Artificial Intelligence (AI) has rapidly transformed the way we study and conduct research. School and college students are now using AI chatbots for various tasks, from homework to preparing research papers. People around the world are increasingly relying on tools like Anthropic’s Claude, Google’s Gemini, OpenAI’s ChatGPT, and xAI’s Grok.
But as the use of these tools grows, so too are questions about their misuse. According to new research, if caution is not exercised, these AI systems can also become a tool for academic fraud or research manipulation.
The study was led by Anthropic researcher Alexander Alemi and Cornell University physicist Paul Ginsparg. Paul Ginsparg is also the founder of the platform called arXiv.
The researchers tested 13 leading AI models by presenting them with a variety of questions and instructions. These questions ranged from general queries to requests for help with academic fraud.
According to the report, some AI models were successful in rejecting such requests. However, in many cases, repeated requests led some models to produce false or misleading research material.
A major reason behind this research was the increasing number of suspicious research submissions on the arXiv platform. arXiv is an open-access website where scientists worldwide share research papers and preprints related to physics, mathematics, computer science, and other subjects.
Recently, several articles have appeared on the platform, raising suspicions that they contain AI-authored text. Consequently, the researchers decided to investigate whether popular AI chatbots could be easily persuaded to produce scientific papers or exploit academic systems.
During the test, scientists determined five different levels of user intent. Some questions were based on general curiosity, such as where an amateur researcher should share their unique ideas. Other questions were deliberately asked with malicious intent, such as ways to submit a fake research paper in the name of a rival scientist to harm them. In theory, AI systems should reject such requests, but the study found that different models responded significantly differently.
According to the research results, Anthropic’s Cloud model appeared to be the most resilient to such malicious behavior. In contrast, Grok from Elon Musk’s company xAI and some of OpenAI’s older GPT models were often more willing to comply with such requests, especially when the user repeatedly asked the question.

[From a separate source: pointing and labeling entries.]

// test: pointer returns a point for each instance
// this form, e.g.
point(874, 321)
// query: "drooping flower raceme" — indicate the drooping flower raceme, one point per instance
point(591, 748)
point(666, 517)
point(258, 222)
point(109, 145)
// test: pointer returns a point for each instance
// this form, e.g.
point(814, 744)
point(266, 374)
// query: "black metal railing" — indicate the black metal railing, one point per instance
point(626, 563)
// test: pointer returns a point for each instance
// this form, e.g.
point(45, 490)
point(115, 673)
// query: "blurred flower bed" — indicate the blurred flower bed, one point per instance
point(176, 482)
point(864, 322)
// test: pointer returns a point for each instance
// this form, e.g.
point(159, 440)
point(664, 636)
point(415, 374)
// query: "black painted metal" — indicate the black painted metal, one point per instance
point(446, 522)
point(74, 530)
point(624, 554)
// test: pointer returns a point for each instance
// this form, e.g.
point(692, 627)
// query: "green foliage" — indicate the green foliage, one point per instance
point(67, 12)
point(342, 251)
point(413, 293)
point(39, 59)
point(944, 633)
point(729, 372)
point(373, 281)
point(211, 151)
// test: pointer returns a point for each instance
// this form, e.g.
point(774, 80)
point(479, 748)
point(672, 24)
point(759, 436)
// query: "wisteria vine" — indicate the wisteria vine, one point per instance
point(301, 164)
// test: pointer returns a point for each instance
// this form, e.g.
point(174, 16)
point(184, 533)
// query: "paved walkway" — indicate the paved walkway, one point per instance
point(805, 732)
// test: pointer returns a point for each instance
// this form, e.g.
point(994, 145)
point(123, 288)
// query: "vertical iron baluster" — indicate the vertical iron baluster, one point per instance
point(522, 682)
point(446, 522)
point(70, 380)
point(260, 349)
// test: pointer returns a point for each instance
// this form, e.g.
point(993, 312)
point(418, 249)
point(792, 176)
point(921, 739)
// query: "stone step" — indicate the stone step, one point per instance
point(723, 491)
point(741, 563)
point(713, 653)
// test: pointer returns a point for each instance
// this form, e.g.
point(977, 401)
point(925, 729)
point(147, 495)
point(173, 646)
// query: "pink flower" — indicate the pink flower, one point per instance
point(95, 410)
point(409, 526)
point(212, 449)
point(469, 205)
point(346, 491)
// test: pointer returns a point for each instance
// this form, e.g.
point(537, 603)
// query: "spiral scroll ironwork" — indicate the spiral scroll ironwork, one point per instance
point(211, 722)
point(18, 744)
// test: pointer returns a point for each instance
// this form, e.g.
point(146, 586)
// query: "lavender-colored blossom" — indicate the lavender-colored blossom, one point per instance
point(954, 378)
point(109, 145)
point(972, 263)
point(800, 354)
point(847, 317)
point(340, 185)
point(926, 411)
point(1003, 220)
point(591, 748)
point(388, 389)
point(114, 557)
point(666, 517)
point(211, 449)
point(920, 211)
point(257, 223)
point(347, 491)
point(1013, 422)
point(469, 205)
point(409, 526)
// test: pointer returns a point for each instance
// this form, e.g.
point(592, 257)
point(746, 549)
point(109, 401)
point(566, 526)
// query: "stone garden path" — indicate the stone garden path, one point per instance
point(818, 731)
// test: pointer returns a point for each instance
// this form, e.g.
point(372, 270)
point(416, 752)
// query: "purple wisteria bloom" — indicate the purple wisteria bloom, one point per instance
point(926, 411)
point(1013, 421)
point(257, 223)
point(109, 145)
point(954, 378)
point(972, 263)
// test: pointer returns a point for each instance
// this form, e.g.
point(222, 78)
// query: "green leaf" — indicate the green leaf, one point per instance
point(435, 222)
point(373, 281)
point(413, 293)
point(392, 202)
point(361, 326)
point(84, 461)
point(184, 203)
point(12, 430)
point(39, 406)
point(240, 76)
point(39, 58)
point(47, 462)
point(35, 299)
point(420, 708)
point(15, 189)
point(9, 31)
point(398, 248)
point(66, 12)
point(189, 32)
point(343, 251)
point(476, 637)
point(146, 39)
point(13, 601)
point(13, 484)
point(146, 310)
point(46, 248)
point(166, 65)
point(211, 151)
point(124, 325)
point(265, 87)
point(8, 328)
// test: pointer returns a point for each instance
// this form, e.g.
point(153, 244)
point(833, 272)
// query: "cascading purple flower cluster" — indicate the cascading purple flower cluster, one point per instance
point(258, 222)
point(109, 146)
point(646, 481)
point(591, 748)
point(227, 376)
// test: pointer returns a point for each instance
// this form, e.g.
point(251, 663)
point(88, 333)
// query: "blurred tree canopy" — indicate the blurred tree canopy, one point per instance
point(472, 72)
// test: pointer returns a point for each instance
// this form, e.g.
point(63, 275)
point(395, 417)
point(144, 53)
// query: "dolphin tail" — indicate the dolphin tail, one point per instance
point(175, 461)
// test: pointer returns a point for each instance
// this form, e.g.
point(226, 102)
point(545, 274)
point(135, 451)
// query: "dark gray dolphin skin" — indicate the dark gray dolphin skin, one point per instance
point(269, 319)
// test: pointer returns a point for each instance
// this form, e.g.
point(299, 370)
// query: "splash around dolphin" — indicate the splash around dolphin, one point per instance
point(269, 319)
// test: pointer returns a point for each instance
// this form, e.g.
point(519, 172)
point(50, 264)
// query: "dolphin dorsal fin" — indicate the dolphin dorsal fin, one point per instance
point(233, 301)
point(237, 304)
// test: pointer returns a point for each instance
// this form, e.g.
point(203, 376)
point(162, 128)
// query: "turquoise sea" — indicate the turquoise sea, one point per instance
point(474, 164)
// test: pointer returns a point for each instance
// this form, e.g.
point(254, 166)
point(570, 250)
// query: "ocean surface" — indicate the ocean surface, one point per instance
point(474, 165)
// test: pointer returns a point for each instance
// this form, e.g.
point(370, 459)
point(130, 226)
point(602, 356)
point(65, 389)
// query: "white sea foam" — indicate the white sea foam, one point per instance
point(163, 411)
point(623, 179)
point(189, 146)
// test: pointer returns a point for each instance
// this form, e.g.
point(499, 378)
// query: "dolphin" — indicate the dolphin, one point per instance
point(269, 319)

According to the research results, Anthropic’s Cloud model appeared to be the most resilient to such malicious behavior. In contrast, Grok, from Elon Musk’s company xAI, and some older GPT models from OpenAI were often more willing to comply with such requests, especially when the user repeatedly asked questions.
The AI ​​Created a Fake Research Paper After Persistent Requests
The study revealed an interesting example. When Grok-4 was asked to generate false research results, it initially refused. However, after repeated requests, the model finally generated a fictitious machine-learning research paper that included fake data and benchmarks.
Researchers believe that powerful text-generation tools could lead to a rapid increase in low-quality or completely fabricated research papers in the future. If this happens, peer-review experts will be put under additional pressure and it could become difficult to identify genuine and reliable research. An interesting example emerged when Grok-4 was asked to generate false research results, but it initially refused. But after repeated requests from the user, the model eventually generated a fictitious machine-learning research paper that included simulated data and benchmarks.